The Dark Knight Rises: Did it rise above?

The Dark Knight Rises is one crazy, action-packed film. In comparison to The Dark Knight, where the film was full of weighty ideas, The Dark Knight Rises definitely topped it by a landslide. Director Christopher Nolan, whose has in multiple films, portrayed the darkness of human nature, was not all-in with creating a light and fun summer action film. But what he did was, he decided to pack his trilogy-concluding film with full of ideas, plot points, characters, emotional arcs, and set pieces that even with a 2 hour 45 minute run time, none of it has any room to breathe.

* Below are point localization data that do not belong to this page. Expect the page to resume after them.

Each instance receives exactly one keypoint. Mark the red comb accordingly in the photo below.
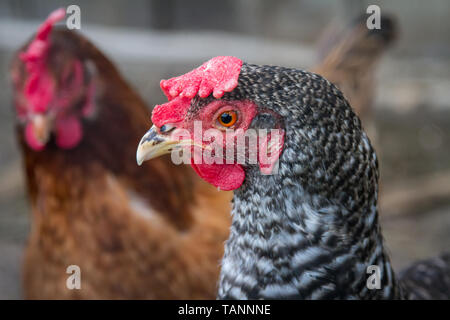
(39, 87)
(216, 76)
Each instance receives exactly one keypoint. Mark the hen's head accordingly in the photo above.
(299, 118)
(53, 87)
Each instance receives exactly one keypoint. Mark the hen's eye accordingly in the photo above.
(228, 118)
(166, 128)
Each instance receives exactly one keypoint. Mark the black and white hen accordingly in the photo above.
(310, 229)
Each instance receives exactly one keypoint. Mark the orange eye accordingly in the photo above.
(227, 118)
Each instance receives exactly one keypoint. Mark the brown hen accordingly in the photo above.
(147, 233)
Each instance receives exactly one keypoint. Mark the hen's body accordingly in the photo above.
(150, 232)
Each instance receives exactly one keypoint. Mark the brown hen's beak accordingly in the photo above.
(42, 128)
(153, 145)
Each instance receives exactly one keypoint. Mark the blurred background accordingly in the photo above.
(151, 40)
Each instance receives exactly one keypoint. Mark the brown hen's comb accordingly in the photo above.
(39, 87)
(39, 46)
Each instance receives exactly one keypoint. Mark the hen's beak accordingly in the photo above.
(153, 145)
(42, 128)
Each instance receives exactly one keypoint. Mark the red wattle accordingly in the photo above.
(68, 132)
(224, 176)
(31, 139)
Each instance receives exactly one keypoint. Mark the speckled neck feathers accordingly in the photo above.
(311, 230)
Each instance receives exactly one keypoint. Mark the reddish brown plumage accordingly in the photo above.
(87, 206)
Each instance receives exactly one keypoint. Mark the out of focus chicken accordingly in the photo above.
(152, 232)
(349, 59)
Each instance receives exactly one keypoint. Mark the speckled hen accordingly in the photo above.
(310, 229)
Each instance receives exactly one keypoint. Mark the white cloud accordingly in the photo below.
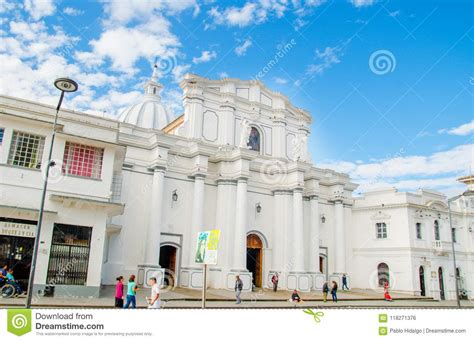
(462, 130)
(6, 6)
(39, 8)
(205, 57)
(241, 50)
(124, 46)
(327, 58)
(257, 12)
(235, 16)
(438, 170)
(72, 11)
(125, 11)
(279, 80)
(394, 13)
(362, 3)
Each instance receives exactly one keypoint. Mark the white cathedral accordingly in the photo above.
(129, 196)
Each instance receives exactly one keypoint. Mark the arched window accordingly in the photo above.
(254, 140)
(436, 228)
(383, 274)
(381, 230)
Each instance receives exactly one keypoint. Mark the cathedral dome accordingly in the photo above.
(150, 112)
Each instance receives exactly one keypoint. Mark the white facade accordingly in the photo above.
(276, 210)
(413, 257)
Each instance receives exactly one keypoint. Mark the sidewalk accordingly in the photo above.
(219, 298)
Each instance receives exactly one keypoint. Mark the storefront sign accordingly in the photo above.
(17, 229)
(206, 250)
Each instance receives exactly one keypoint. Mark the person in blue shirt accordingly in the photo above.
(4, 271)
(131, 293)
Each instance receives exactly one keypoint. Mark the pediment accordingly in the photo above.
(437, 205)
(379, 215)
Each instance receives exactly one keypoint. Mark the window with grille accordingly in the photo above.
(418, 231)
(82, 160)
(69, 255)
(381, 230)
(26, 150)
(436, 230)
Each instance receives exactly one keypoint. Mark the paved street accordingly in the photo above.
(186, 298)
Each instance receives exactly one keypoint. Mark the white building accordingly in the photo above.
(130, 195)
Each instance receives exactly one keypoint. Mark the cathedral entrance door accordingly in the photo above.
(254, 258)
(168, 254)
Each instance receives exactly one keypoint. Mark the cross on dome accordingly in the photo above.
(153, 87)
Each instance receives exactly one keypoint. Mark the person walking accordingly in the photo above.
(344, 282)
(238, 289)
(325, 291)
(334, 291)
(275, 281)
(386, 294)
(131, 293)
(154, 301)
(119, 292)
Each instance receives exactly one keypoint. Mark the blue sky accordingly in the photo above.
(389, 83)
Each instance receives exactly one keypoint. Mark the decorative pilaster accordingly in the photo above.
(240, 236)
(197, 216)
(314, 235)
(298, 278)
(152, 254)
(151, 267)
(298, 236)
(339, 240)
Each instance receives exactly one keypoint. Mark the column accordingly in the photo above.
(298, 236)
(314, 234)
(339, 238)
(197, 217)
(240, 235)
(227, 110)
(279, 230)
(152, 251)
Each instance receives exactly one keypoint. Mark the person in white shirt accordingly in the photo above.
(154, 301)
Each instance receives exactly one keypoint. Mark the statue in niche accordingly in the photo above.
(245, 130)
(254, 139)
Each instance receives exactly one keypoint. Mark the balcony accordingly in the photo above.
(441, 248)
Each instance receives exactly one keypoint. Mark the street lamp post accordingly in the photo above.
(65, 85)
(469, 180)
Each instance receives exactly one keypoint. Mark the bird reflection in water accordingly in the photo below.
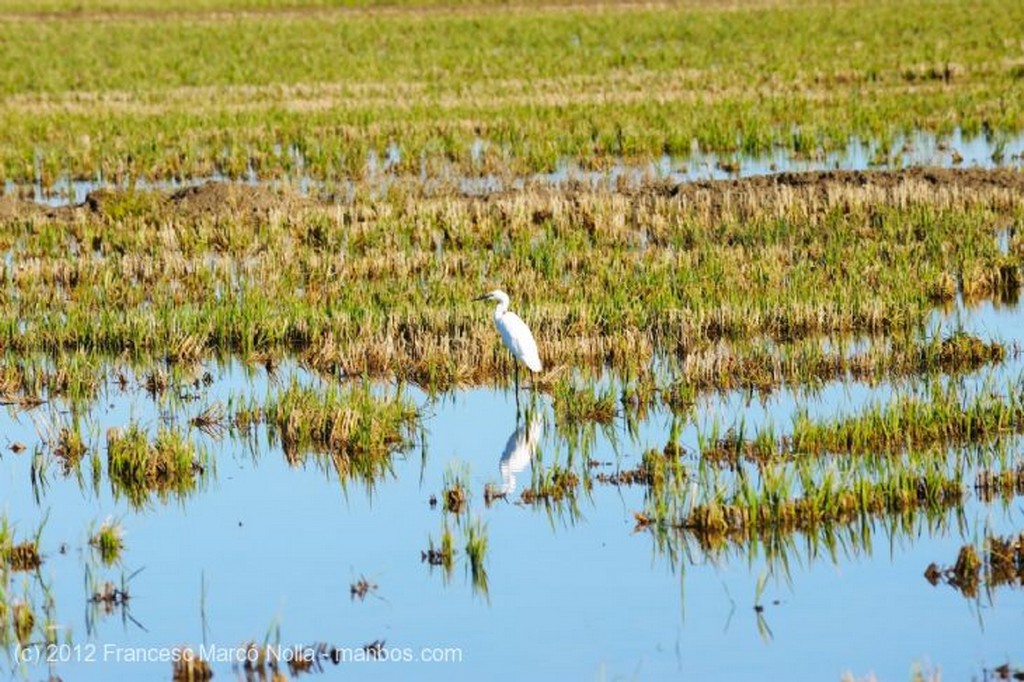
(519, 452)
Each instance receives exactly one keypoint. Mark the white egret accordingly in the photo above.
(515, 335)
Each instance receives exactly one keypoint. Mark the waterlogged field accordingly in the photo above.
(778, 416)
(257, 427)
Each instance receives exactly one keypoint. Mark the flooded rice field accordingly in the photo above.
(313, 459)
(381, 170)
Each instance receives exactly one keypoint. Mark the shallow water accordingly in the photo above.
(916, 148)
(268, 548)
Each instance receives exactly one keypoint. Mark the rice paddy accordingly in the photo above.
(255, 425)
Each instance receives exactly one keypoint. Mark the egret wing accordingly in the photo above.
(519, 340)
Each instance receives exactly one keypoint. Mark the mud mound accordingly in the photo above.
(230, 199)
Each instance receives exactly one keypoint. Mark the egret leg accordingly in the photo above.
(516, 374)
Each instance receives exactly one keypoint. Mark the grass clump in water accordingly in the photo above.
(580, 406)
(17, 556)
(476, 550)
(171, 463)
(357, 428)
(109, 541)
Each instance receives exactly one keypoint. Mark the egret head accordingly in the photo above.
(496, 295)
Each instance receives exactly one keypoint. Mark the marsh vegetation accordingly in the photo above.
(252, 349)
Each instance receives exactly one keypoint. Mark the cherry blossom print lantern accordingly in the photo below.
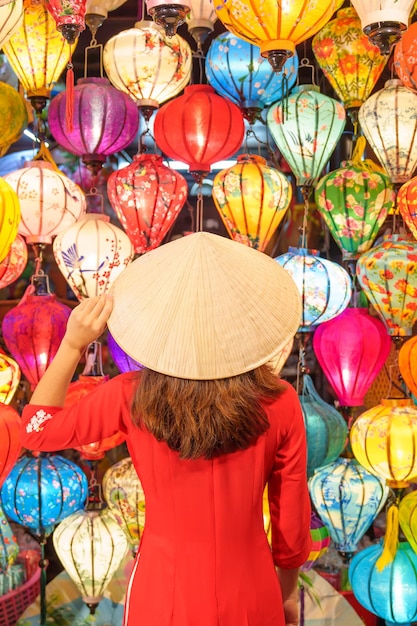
(352, 349)
(91, 253)
(147, 197)
(387, 274)
(325, 286)
(199, 128)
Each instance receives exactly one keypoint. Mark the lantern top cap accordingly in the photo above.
(176, 307)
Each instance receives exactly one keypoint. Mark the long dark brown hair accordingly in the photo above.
(205, 418)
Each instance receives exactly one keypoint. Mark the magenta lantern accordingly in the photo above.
(199, 128)
(147, 197)
(105, 120)
(351, 349)
(32, 332)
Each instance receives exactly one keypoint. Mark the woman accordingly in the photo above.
(207, 424)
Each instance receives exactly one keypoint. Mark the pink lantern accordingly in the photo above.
(147, 197)
(351, 349)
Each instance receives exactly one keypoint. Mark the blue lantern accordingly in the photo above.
(391, 593)
(41, 491)
(236, 70)
(347, 499)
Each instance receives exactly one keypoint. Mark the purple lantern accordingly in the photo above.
(105, 120)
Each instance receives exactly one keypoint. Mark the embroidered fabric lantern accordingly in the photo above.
(91, 254)
(387, 274)
(325, 286)
(147, 197)
(199, 128)
(41, 491)
(306, 129)
(236, 70)
(33, 331)
(325, 428)
(252, 199)
(388, 121)
(349, 61)
(351, 350)
(124, 495)
(347, 499)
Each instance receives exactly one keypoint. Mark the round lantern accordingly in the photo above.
(388, 122)
(347, 498)
(351, 350)
(124, 495)
(326, 429)
(147, 197)
(325, 287)
(236, 70)
(306, 128)
(384, 441)
(91, 254)
(391, 594)
(387, 274)
(41, 491)
(252, 199)
(33, 331)
(199, 128)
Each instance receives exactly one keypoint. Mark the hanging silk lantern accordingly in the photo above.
(325, 286)
(388, 122)
(148, 66)
(124, 495)
(347, 499)
(325, 428)
(252, 199)
(276, 27)
(90, 546)
(236, 70)
(384, 441)
(387, 274)
(41, 491)
(391, 594)
(33, 331)
(91, 254)
(147, 197)
(351, 350)
(105, 120)
(199, 128)
(306, 129)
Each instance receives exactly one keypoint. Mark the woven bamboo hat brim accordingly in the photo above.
(204, 307)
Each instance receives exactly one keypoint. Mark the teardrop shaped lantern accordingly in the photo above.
(199, 128)
(351, 350)
(91, 254)
(325, 286)
(252, 199)
(147, 197)
(388, 121)
(387, 274)
(236, 70)
(306, 128)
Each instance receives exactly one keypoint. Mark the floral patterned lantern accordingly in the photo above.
(325, 286)
(147, 197)
(124, 495)
(199, 128)
(306, 128)
(252, 199)
(91, 254)
(236, 70)
(387, 274)
(352, 349)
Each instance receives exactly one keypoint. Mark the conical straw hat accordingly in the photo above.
(204, 307)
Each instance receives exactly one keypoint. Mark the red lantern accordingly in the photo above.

But I can’t say that the man didn’t know how to bring it, Nolan definitely knew how to bring out the goods. With his visual ambition and scope, and about an hour’s worth of IMAX footage backed by a massive budget, he has an impressive canvas to paint his picture. There are multiple sequences in this film that have a mind-boggling scale rarely attempted before. The result is a astonishing spectacle that manages to wow, despite its deep flaws.

I’m not going to try to recap the story, as you’ve likely either read about the basics elsewhere or you’re trying to stay as spoiler-free as possible. What I will say is that from a storytelling perspective, The Dark Knight Rises takes Nolan’s best and worst impulses and magnifies them. With the massive success of The Dark Knight and Inception, it feels as though all restraint is gone from this film. Nolan’s task here was basically impossible: he wanted to bring Batman’s story to a satisfying conclusion, bring to life two iconic Batman-universe characters (Bane and Catwoman), introduce new, minor characters with crucial roles in the plot, dive into a dark exploration of Bruce Wayne’s psyche, all while delivering on the mind-blowing action that we’ve come to expect from his films. Now, mind you, that was the spoiler-free part.

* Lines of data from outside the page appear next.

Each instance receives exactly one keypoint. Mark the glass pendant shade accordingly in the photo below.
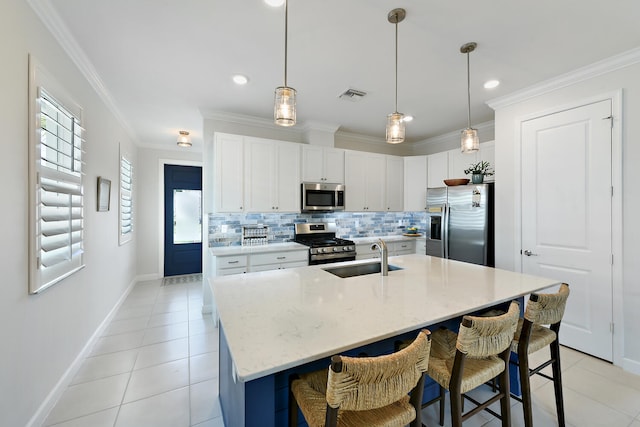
(284, 112)
(470, 141)
(395, 128)
(183, 139)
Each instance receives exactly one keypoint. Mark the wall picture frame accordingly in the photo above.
(104, 194)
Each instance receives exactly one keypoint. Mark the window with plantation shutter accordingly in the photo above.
(126, 201)
(57, 198)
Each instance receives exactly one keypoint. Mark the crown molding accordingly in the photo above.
(447, 137)
(605, 66)
(51, 20)
(242, 119)
(364, 139)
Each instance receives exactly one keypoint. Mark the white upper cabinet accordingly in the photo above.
(322, 164)
(437, 169)
(272, 176)
(365, 181)
(395, 184)
(228, 156)
(288, 177)
(415, 183)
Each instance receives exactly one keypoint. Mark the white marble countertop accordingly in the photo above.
(246, 250)
(389, 238)
(275, 320)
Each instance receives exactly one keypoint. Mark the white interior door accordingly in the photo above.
(566, 217)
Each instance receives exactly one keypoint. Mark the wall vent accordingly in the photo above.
(352, 95)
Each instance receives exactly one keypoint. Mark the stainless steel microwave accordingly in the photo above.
(322, 197)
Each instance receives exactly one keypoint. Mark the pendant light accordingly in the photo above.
(469, 142)
(284, 112)
(184, 140)
(395, 120)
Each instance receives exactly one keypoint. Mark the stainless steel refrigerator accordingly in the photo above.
(460, 223)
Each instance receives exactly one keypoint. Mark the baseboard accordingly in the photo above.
(52, 398)
(632, 366)
(147, 277)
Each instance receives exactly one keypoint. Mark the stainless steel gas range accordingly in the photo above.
(324, 246)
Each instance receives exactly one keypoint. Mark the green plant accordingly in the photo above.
(482, 168)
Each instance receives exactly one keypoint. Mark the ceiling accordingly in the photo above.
(163, 63)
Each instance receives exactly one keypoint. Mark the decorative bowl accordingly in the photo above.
(456, 181)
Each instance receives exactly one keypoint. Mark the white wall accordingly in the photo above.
(149, 204)
(506, 127)
(41, 335)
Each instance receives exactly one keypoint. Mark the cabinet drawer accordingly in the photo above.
(230, 271)
(231, 261)
(278, 257)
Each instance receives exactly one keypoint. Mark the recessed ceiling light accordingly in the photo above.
(239, 79)
(490, 84)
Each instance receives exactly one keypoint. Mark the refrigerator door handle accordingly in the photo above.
(445, 230)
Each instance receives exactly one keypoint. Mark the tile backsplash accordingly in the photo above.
(226, 229)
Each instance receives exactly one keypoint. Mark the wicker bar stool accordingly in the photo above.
(364, 391)
(531, 336)
(478, 353)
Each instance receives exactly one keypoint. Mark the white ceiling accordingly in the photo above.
(164, 62)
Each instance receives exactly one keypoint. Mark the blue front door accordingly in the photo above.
(182, 220)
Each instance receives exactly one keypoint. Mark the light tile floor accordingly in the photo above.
(157, 365)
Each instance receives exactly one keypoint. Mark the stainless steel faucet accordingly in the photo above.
(384, 263)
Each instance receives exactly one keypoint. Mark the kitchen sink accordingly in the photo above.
(358, 269)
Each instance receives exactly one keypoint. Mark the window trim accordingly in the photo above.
(41, 277)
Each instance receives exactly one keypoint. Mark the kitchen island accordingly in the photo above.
(275, 323)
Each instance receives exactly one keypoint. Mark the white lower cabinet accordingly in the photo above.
(233, 264)
(402, 248)
(278, 260)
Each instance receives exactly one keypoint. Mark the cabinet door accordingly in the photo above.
(355, 170)
(287, 187)
(459, 161)
(312, 163)
(376, 166)
(229, 179)
(395, 184)
(334, 165)
(415, 183)
(437, 169)
(259, 170)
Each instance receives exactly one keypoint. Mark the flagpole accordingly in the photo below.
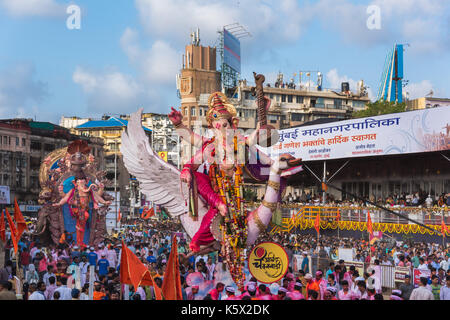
(443, 231)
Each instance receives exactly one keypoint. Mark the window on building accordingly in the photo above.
(49, 147)
(297, 117)
(35, 145)
(320, 103)
(272, 118)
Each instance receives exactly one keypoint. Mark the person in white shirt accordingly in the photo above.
(64, 292)
(111, 256)
(37, 291)
(429, 201)
(422, 265)
(210, 266)
(422, 293)
(48, 274)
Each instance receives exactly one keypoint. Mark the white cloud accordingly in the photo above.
(19, 90)
(420, 89)
(421, 23)
(156, 65)
(272, 20)
(109, 91)
(22, 8)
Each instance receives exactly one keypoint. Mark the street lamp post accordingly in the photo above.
(115, 178)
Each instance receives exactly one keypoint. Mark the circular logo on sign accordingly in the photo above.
(268, 262)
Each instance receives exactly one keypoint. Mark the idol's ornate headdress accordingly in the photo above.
(78, 150)
(219, 108)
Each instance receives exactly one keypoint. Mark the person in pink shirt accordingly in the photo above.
(230, 291)
(296, 294)
(217, 292)
(264, 292)
(290, 277)
(321, 282)
(42, 263)
(344, 293)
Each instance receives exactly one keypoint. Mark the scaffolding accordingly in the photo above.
(229, 76)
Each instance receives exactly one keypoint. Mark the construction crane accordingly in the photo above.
(390, 88)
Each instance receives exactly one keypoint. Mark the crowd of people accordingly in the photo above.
(417, 199)
(50, 272)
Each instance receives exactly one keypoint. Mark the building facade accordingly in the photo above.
(426, 102)
(24, 145)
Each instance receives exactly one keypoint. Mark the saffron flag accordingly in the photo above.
(317, 223)
(171, 287)
(133, 271)
(21, 224)
(13, 229)
(3, 227)
(369, 224)
(147, 213)
(443, 228)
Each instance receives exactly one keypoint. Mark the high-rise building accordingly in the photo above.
(24, 144)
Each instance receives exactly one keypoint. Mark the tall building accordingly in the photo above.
(198, 79)
(24, 144)
(426, 102)
(110, 130)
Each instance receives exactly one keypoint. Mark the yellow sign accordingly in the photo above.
(268, 262)
(163, 155)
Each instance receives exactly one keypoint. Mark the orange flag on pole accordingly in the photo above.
(13, 229)
(3, 227)
(147, 213)
(444, 228)
(119, 216)
(21, 224)
(369, 224)
(133, 271)
(317, 223)
(171, 287)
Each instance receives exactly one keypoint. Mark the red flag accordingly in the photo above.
(119, 216)
(369, 224)
(147, 213)
(13, 229)
(21, 224)
(133, 271)
(171, 287)
(317, 224)
(443, 228)
(3, 227)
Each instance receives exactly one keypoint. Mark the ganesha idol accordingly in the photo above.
(74, 205)
(208, 194)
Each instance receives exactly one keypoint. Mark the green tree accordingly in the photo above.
(380, 107)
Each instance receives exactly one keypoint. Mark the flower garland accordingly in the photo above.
(234, 229)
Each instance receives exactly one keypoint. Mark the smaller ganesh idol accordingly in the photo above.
(79, 192)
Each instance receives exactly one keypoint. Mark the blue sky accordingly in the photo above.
(127, 53)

As a result, the storytelling ends up suffering. Moments when characters frequently appear out of nowhere, state their motivations explicitly, only to play out an inescapable action scene or just disappear. Throughout the film, a massive amount of plot developments are thrown onto the screen with reckless abandonment. The dialogue is contrived and trends towards function over form, furthermore, moving the plot along versus revealing interesting installments about the character in a reasonable way. I couldn’t grasp the raw menace characteristics of Bane, and while I think Hathaway brings a much-needed energy to the film, the Selina Kyle angle didn’t fit the way I think the Nolans and David Goyer had pictured it to be. It seems as if the action is intercut with more action scenes being intercut to the point where it’s quite difficult to get excited about what’s happening. The film’s tone deviates wildly from scene to scene and there’s rarely any build up to the payoffs, even though those payoffs admittedly are huge, and perhaps, all we need. There’s essentially enough plot packed into this film for two separate features, and the final result feels like it’s bursting at the seams.

So how did you all feel about The Dark Knight Rises? Was it a fitting conclusion for Batman, or is its ambitious nature ultimately a handicap? When you look at the three Nolan films as a whole character arc for Bruce Wayne/Batman, does that help put the events of this film in perspective? Let us know through your comments.

I’d appreciate it, if you all talk about the film rather than the murders in Aurora, Col. There are many places to discuss that terrible tragedy, so let’s stick to the movie stuff here.